Earlier this week, Supreme Court Justice Sonia Sotomayor grabbed some headlines (and understandably caused some confusion) after she temporarily blocked implementation of the Affordable Care Act’s birth control benefit requirement as applied to religiously affiliated organizations. To be clear: the dispute does not in any way involve whether or not churches and places of worship are exempt from covering birth control (they are). Rather, the dispute is about other, religiously affiliated organizations, and how they can choose to “opt out” of the requirement.
When birth control with no copay became available under the Affordable Care Act’s preventive health benefit, the Obama administration made an accommodation for these religiously affiliated institutions and places of worship. That accommodation still exists and these organizations object to having to sign a form by which they can opt out. All Justice Sotomayor did was to temporarily suspend this requirement while awaiting the response from the Justice Department.
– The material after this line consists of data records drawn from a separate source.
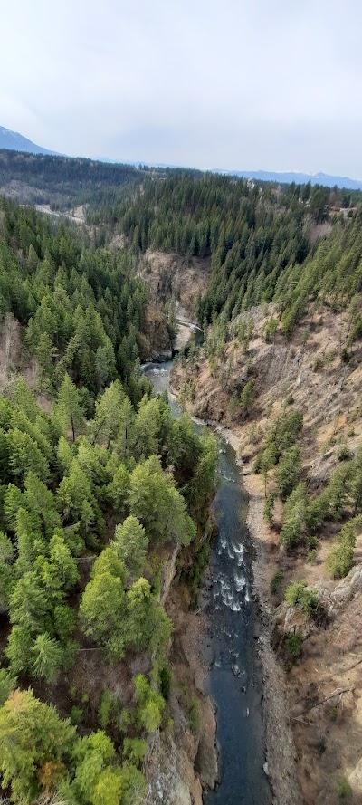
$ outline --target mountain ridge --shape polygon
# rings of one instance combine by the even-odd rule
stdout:
[[[36,143],[19,134],[18,131],[12,131],[11,129],[5,129],[0,126],[0,149],[5,149],[8,151],[24,151],[27,154],[47,154],[50,157],[60,157],[57,151],[51,151],[49,149],[43,149]]]
[[[28,154],[44,154],[48,156],[61,157],[64,156],[60,154],[58,151],[52,151],[49,149],[44,149],[43,146],[39,146],[36,143],[33,143],[28,138],[24,137],[17,131],[12,131],[10,129],[6,129],[5,126],[0,126],[0,150],[11,150],[11,151],[23,151]],[[104,162],[108,164],[119,165],[119,164],[126,164],[124,160],[119,159],[111,159],[108,157],[96,157],[90,158],[91,159],[95,159],[99,162]],[[148,168],[170,168],[170,169],[187,169],[185,166],[176,166],[175,164],[167,164],[164,162],[147,162],[146,160],[136,160],[129,161],[127,164],[132,165],[136,168],[139,168],[142,165],[147,166]],[[200,168],[190,168],[190,170],[199,170]],[[303,171],[299,170],[288,170],[288,171],[273,171],[273,170],[225,170],[222,168],[210,168],[210,173],[219,173],[224,176],[236,176],[240,178],[246,179],[254,179],[255,181],[263,181],[263,182],[277,182],[279,184],[291,184],[295,182],[297,185],[306,185],[308,182],[310,182],[311,185],[323,185],[328,187],[334,187],[337,186],[339,188],[346,188],[348,190],[362,190],[362,180],[353,179],[349,177],[340,177],[340,176],[333,176],[332,174],[323,173],[322,171],[318,171],[314,174],[304,173]],[[204,170],[202,172],[207,172],[207,170]]]

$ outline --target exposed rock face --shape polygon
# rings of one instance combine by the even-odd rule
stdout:
[[[179,254],[148,249],[139,274],[148,285],[154,304],[173,302],[180,313],[195,321],[195,302],[209,283],[210,260],[193,257],[186,263]]]
[[[143,805],[202,805],[202,787],[189,752],[157,733],[148,752]]]
[[[141,359],[168,360],[172,358],[172,341],[160,310],[149,305],[146,317],[146,335],[141,336]]]

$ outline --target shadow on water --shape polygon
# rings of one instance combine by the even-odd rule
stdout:
[[[143,370],[157,392],[169,391],[172,361]],[[170,400],[175,417],[180,408]],[[199,427],[195,426],[197,429]],[[219,485],[214,503],[217,536],[210,559],[205,613],[210,670],[206,693],[217,718],[219,784],[204,795],[205,805],[270,805],[263,771],[264,726],[262,668],[257,656],[257,613],[252,601],[252,543],[245,524],[247,494],[240,483],[233,448],[219,440]]]

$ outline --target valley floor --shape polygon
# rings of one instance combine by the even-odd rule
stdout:
[[[257,551],[255,594],[264,628],[261,656],[268,771],[275,801],[335,805],[348,781],[353,791],[348,801],[357,805],[362,800],[362,537],[357,539],[355,565],[340,581],[330,578],[325,565],[338,531],[335,524],[322,530],[313,561],[306,561],[302,551],[287,554],[279,545],[281,510],[277,505],[276,527],[270,528],[262,516],[264,484],[252,473],[252,463],[272,418],[291,395],[304,414],[303,474],[312,490],[320,491],[338,466],[341,446],[354,451],[361,444],[360,355],[356,350],[348,364],[341,362],[348,323],[328,308],[304,322],[291,342],[277,337],[274,344],[266,344],[262,326],[271,313],[255,308],[243,314],[253,318],[254,334],[247,357],[237,340],[226,347],[223,368],[229,367],[228,376],[226,371],[223,379],[213,376],[201,354],[194,366],[176,368],[173,388],[192,414],[229,436],[250,495],[248,525]],[[306,326],[307,338],[302,337]],[[255,379],[256,411],[243,421],[231,412],[229,401],[235,379],[245,377],[247,360]],[[270,582],[281,567],[282,589],[272,595]],[[306,622],[300,611],[291,611],[283,603],[283,590],[296,579],[318,589],[327,613],[324,625]],[[294,627],[302,630],[303,653],[286,673],[281,637]]]

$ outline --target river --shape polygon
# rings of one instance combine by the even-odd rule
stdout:
[[[157,392],[169,391],[172,361],[144,371]],[[181,413],[170,398],[175,417]],[[197,429],[199,426],[195,426]],[[258,661],[256,605],[252,599],[252,543],[245,524],[248,499],[233,448],[219,438],[219,484],[214,502],[217,536],[203,592],[209,641],[208,693],[216,709],[219,783],[205,805],[270,805],[263,771],[262,668]],[[276,736],[278,740],[278,736]]]

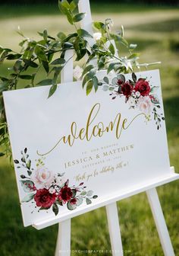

The Justice Department quickly responded to Sotomayor, filing a brief making clear that the organizations that filled the emergency challenge are not required to cover contraception for its employees.
Importantly, the ruling did not affect the 27 million women who have access to birth control with no out-of-pocket costs thanks to the Affordable Care Act. Each and every day women are leading healthier lives because of the preventive care benefit, which includes access to birth control. However, the discussion around birth control in 2014 is just beginning. While these latest legal actions are making headlines, a bigger question lies on the horizon, and will be heard by the U.S. Supreme Court in the spring.
The Supreme Court will be faced with the question of whether for-profit companies should be able to deny women access to birth control based on their personal beliefs when they hear the cases brought by Hobby Lobby—a large craft store chain—and Conestoga Wood Specialties—a cabinet manufacturer. Not only could these cases affect the millions of women who already have access to birth control with no copay under their insurance, but it could also create a slippery slope where any boss could deny a whole host of other medical procedures, such as vaccines, surgeries, blood transfusions, and mental health care, based on his own personal beliefs.
The choice to use birth control should be between a woman and her doctor, not between a woman and her employer. Women don’t turn to their bosses for medical advice, they shouldn’t have to ask their boss whether they can get access to birth control or not. The Supreme Court will be faced with this question in their upcoming session, and we will keep you posted along the way.